Gesamtkapitalrentabilität - Formel und Berechnung am Beispiel

Jörgen Erichsen
Mit der Gesamtkapitalrentabilität wird gemessen, in welchem Umfang sich das gesamte in einem Unternehmen eingesetzte Kapital, also Eigen- und Fremdkapital, verzinst. Die Kennzahl wird intern, z.B. von Geschäftsführung und Controlling, und extern, z.B. von Banken, Auskunfteien und Investoren, analysiert und bewertet. Die Kennziffer fließt in die Bonitätsbewertung von Unternehmen ein. 

Gesamtkapitalrentabilität: Definition und Formel

Mit der Gesamtkapitalrentabilität, auch Gesamtkapitalrendite, Kapitalrendite, Unternehmensrentabilität, return on assets (ROA) wird die Frage beantwortet: „Wie rentabel arbeitet das in einem Unternehmen eingesetzte Kapital?“ Da die Gesamtkapitalrentabilität die Verzinsung des gesamten im Unternehmen investierten Kapitals angibt, also Eigen- und Fremdkapital umfasst, ist sie aussagefähiger als die Eigenkapitalrentabilität. Es wird die Effizienz des gesamten eingesetzten Kapitals betrachtet, unabhängig von seiner Finanzierung. Die Fremdkapitalzinsen müssen dem Gewinn hinzugerechnet werden, da sie in der gleichen Periode erwirtschaftet wurden, gleichzeitig jedoch den Gewinn schmälern.
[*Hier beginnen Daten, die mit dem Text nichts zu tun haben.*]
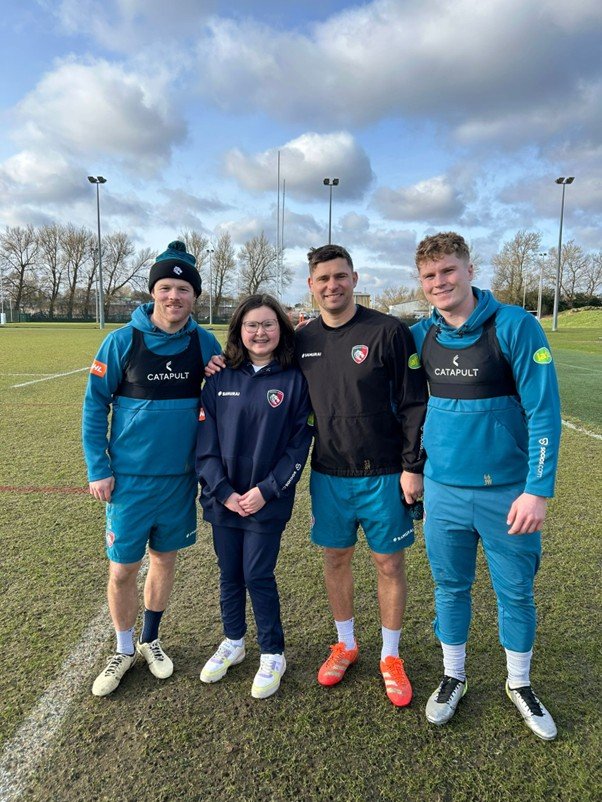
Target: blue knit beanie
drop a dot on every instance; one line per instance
(175, 262)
Im Unterschied zur Eigenkapitalrentabilität, bei der Unternehmen ausschließlich aus Sicht des Eigentümers bewertet wird, betrachtet die Gesamtkapitalrentabilität das Unternehmen aus Sicht aller Kapitalgeber, also auch der Banken oder anderer Investoren. Während sich die Eigenkapitalrentabilität durch den Einsatz von Fremdkapital verändern kann (Leverage-Effekt), ändert sich die Gesamtkapitalrentabilität nicht.
Daher ist die Gesamtkapitalrentabilität ein besserer Maßstab für Vergleiche, welche Unternehmen effizient mit dem eingesetzten Kapital arbeiten. Alleine gesehen ist die Gesamtkapitalrentabilität - wie viele Kennzahlen - trotzdem nur bedingt Aussage kräftig. Erst in Kombination mit anderen Kennzahlen, z.B. ROI (Return on Investment), EBIT-Rendite, Kapitalquoten, ist eine zuverlässigere Bewertung der Wirtschaftlichkeit möglich.
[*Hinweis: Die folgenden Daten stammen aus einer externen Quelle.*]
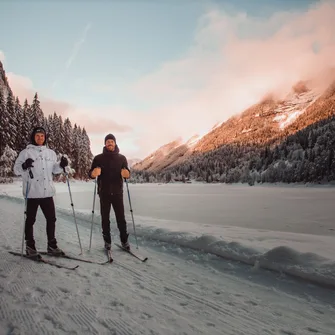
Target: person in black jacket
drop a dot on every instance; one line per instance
(111, 167)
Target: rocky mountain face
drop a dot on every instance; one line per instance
(268, 122)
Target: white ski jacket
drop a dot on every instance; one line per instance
(45, 164)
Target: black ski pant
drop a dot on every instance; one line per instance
(106, 202)
(48, 208)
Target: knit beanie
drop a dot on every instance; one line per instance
(110, 137)
(35, 131)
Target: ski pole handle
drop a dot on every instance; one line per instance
(30, 173)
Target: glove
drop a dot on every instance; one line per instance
(125, 173)
(27, 164)
(63, 162)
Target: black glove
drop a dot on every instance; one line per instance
(27, 164)
(63, 162)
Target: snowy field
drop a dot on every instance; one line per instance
(222, 260)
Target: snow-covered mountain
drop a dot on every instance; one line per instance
(3, 80)
(270, 120)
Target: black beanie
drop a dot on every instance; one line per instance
(35, 131)
(110, 137)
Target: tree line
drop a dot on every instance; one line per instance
(306, 156)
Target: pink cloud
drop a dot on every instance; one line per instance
(223, 73)
(23, 88)
(2, 56)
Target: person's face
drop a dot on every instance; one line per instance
(39, 138)
(110, 145)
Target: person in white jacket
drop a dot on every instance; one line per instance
(37, 164)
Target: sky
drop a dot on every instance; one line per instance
(153, 71)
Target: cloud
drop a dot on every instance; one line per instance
(23, 88)
(97, 120)
(74, 53)
(77, 46)
(2, 56)
(234, 62)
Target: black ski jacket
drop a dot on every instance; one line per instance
(110, 180)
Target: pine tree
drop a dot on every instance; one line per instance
(68, 138)
(18, 124)
(2, 121)
(36, 113)
(25, 125)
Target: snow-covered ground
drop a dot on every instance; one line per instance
(220, 259)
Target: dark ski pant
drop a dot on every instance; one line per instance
(106, 202)
(48, 208)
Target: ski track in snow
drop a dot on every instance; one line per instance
(169, 294)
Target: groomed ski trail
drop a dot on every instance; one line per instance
(168, 294)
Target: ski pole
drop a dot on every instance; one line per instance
(131, 211)
(95, 188)
(25, 209)
(74, 215)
Die Gesamtkapitalrendite lässt sich für ein Unternehmen als Ganzes, für Unternehmenseinheiten oder Sparten berechnen. Damit ist es möglich, zu beurteilen, welche Geschäftseinheiten besonders bzw. weniger rentabel arbeiten.
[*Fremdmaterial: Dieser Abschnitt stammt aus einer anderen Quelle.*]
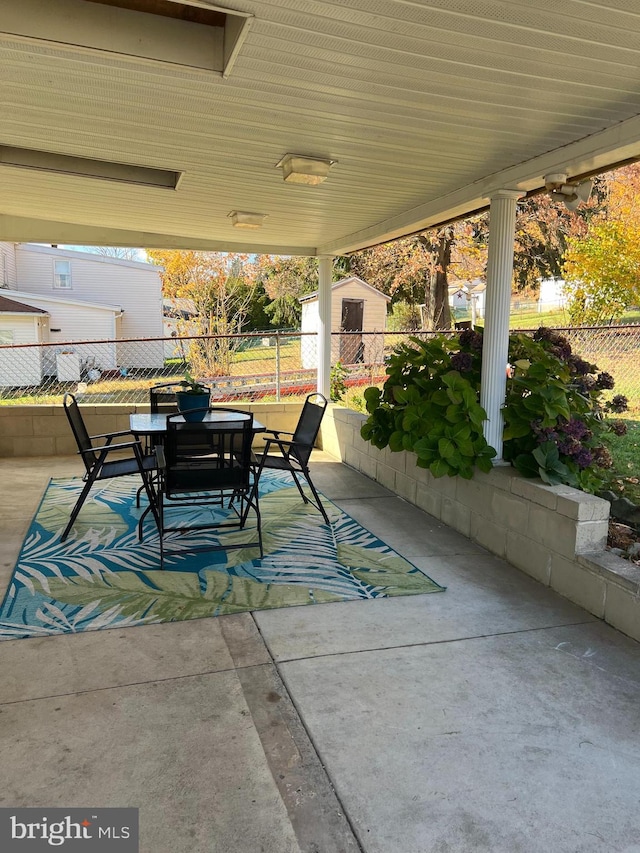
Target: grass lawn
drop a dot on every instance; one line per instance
(625, 449)
(529, 318)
Die Formel für die Gesamtkapitalrendite lautet:
Gesamtkapitalrentabilität = (Gewinn nach Steuern + Fremdkapitalzinsen) / Gesamtkapital * 100

Beispiel zur Berechnung der Gesamtkapitalrentabilität

Ein Unternehmen erzielt bei einem Gesamtkapital von 581,2 Mio. Euro einen Gewinn (Jahresüberschuss) nach Steuern von 48,2 Mio. Euro. An Zinsen sind 1,28 Mio. Euro angefallen. Damit beträgt die Gesamtkapitalrendite 8,50%
Gesamtkapitalrentabilität = (48,2 Mio. Euro +1,28 Mio. Euro) / 581,50 Mio. Euro * 100 = 8,50%

Die Beispielwerte stammen aus einem echten Jahresabschluss aus der Praxis. Die G+V und Bilanz ist hier hinterlegt >>  Der Gewinn entspricht Position 19. "Jahresüberschuss" der GuV-Rechnung. Die Fremdkapitalzinsen entsprechen der GuV-Position 15. "Zinsen und ähnliche Aufwendungen". Das Gesamtkapital ist hier vereinfacht die Summe aller Passiva in der Bilanz (Bilanzsumme).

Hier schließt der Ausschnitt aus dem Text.